Duplicate your logic in both Model.clean and Serializer.validate, violating the DRY principle and opening yourself up to future issues.
Do your validation in Model.save and hope that nothing strange happens later.
but I dont know if this would be a good idea, since now I am raising an error which the programmer may forget to catch.
I would venture to say that it would be better for the error to be raised than for the saved data to possibly become invalid on purpose. Once you start allowing invalid data, you have to put in checks anywhere the data is used to fix it. If you don't allow it to go into an invalid state, you don't run into that issue.
I am also not sure if the fields would be populated when this method would run.
You should be able to assume that if an object is going to be saved, the fields have already been populated with their values.

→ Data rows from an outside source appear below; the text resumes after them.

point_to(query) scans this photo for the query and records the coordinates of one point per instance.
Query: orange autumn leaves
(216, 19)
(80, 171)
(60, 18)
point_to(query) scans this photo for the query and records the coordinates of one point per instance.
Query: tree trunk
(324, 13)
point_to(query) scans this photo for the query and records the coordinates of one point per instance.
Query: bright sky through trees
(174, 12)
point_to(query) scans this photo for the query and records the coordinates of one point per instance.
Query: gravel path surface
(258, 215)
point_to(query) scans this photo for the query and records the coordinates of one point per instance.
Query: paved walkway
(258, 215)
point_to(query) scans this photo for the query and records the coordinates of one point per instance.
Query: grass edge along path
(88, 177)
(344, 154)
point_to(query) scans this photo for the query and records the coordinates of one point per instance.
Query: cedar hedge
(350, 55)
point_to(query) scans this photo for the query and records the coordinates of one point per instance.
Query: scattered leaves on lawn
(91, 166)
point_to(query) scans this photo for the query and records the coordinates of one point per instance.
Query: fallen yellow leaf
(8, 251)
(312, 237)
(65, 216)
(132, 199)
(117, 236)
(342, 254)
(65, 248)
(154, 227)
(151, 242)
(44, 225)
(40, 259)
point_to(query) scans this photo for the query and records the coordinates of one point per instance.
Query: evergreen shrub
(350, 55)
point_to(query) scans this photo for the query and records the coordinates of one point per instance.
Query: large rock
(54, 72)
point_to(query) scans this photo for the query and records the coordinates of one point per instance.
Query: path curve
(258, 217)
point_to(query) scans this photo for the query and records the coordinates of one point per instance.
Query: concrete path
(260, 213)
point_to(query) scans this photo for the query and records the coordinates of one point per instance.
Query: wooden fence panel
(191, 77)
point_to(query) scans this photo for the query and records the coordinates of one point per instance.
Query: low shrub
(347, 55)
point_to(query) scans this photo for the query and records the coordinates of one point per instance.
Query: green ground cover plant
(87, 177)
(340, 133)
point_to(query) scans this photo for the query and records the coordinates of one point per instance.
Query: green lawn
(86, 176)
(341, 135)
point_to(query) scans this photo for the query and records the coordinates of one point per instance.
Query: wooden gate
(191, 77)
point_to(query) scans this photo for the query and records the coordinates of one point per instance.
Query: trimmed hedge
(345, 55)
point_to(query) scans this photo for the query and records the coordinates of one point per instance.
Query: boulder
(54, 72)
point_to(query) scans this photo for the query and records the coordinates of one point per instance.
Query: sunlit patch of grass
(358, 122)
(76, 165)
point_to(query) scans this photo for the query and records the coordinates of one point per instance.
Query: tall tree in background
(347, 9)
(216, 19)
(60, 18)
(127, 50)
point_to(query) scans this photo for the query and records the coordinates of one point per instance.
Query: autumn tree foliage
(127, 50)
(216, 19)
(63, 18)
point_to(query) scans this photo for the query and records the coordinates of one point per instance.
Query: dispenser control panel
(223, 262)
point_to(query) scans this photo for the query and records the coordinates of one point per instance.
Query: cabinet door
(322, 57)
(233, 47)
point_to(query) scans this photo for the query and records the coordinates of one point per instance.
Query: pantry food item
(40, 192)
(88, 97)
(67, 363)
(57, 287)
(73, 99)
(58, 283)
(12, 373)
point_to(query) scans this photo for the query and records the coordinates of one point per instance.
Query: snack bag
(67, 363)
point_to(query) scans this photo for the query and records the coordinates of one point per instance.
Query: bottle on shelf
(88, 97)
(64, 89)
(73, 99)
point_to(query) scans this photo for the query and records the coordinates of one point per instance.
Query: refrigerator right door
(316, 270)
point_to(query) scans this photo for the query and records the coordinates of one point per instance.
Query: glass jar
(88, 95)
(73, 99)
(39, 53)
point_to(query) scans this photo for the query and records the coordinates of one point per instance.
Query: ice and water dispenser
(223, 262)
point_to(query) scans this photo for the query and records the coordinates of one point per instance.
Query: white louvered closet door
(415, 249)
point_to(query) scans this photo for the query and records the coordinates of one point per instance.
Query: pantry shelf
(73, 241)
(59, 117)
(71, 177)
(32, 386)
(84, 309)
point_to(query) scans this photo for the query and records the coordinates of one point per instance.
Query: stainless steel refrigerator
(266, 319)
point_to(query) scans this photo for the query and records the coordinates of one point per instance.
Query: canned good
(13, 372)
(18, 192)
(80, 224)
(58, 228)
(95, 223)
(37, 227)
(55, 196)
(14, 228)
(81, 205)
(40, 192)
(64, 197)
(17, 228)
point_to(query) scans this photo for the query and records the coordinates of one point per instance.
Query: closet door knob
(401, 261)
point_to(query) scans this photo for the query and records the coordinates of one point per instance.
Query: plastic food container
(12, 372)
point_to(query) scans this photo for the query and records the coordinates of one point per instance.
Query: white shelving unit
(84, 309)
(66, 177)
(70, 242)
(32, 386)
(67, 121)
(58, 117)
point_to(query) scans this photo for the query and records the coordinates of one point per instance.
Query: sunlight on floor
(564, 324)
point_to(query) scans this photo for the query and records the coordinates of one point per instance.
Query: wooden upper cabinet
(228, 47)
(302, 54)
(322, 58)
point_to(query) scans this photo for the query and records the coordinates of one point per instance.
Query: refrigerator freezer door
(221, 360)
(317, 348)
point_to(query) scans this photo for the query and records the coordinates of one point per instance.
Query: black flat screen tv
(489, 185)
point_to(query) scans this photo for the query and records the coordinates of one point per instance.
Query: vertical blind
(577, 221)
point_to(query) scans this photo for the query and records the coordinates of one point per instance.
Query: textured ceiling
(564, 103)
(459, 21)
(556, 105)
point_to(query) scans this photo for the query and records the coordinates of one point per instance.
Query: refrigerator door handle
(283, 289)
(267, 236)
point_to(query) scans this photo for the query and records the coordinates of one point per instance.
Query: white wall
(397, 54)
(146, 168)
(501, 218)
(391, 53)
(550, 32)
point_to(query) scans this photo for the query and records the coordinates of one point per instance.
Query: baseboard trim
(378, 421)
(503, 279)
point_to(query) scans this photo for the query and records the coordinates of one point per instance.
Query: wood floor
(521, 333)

If you would like to both Model Validation and Serializer validation using Django REST Framework 3.0, you can force your serializer to use the Model validation like this (so you don't repeat yourself):
import rest_framework, django
from rest_framework import serializers
class MySerializer(serializers.ModelSerializer):
def validate(self, data):
for key, val in data.iteritems():
setattr(self.instance, key, val)
try:
self.instance.clean()
except django.core.exceptions.ValidationError as e:
raise rest_framework.exceptions.ValidationError(e.message_dict)
return data
I thought about generating a new function from my model's clean() function's code, and have it either spit out django.core.exceptions.ValidationError or rest_framework.exceptions.ValidationError, based on a parameter source (or something) to the function. Then I would call it from the model, and from the serializer. But that hardly seemed better to me.
If you want to make sure that your data is valid on the lowest level, use Model Validation (it should be run by the serializer class as well as by (model)form classes (eg. admin)).
If you want the validation to happen only in your API/forms put it in a serializer/form class. So the best place to put your validation should be Model.clean().
Validation should never actually happen in views, as they shouldn't get too bloated and the real business logic should be encapsulated in either models or forms.